Instagram content controversy reveals how social media companies prioritize profit and user engagement over safety, turning shock-driven content into currency in the attention economy, even at the cost of truth and public well-being. The public was outraged by Meta’s Instagram in early 2025 as people complained that their Reels feeds were overflowing with graphic, violent and unsettling images. Instagram’s algorithm, which is meant to increase engagement, seemed to prioritize shock value over safety when it came to images of people dying, animals being mistreated and violent incidents. The sad summary provided by one Reddit member was, “I just saw at least 10 people die on my reels.”
Distancing itself from its recent decision to rescind its content moderation procedures, which included eliminating fact-checkers and significantly decreasing monitoring, Meta attributed the occurrence to a technical problem. Critics counter that this reversal is a reflection of a more serious problem: social media sites like Instagram profit off emotional material, whether it is damaging or untrue. Even traumatic or deceptive content can be made profitable in a setting where scrolling time is equivalent to profit.

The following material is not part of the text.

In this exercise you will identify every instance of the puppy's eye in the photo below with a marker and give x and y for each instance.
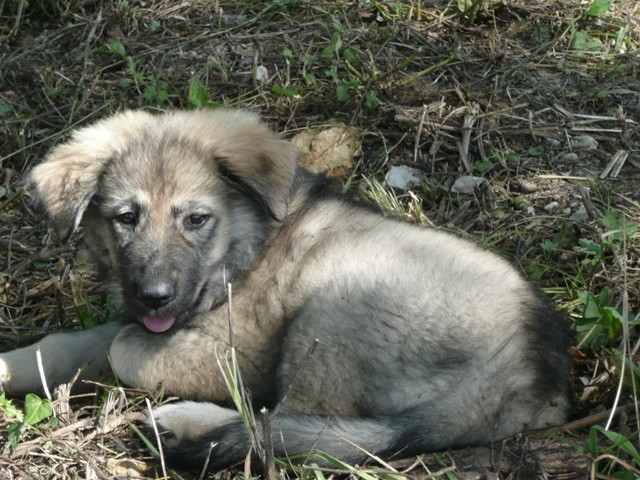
(127, 218)
(196, 220)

Although Meta asserts that its policies forbid excessively violent content, the algorithmic flaw and the business’s financial interests show a conflict of interest. Users will remain interested in material longer if it is more sensational or graphic, which increases ad revenue. The Molly Rose Foundation and other internet safety organizations have demanded responsibility, particularly in light of the platform’s failure to safeguard minors, pointing to the tragic instance of Molly Russell. In the end, the story serves as a clear reminder that outrage is frequently the tactic, and attention is the end result. Even gruesome content can be used as currency in a system that rewards virality.
Notwithstanding assertions of impartiality, tech firms benefit from this system, underscoring the pressing need for stricter laws, greater openness and AI-powered tools to identify and combat lies. In an increasingly divided global context, addressing this challenge is essential to preserving democratic processes, market stability and the integrity of public discourse.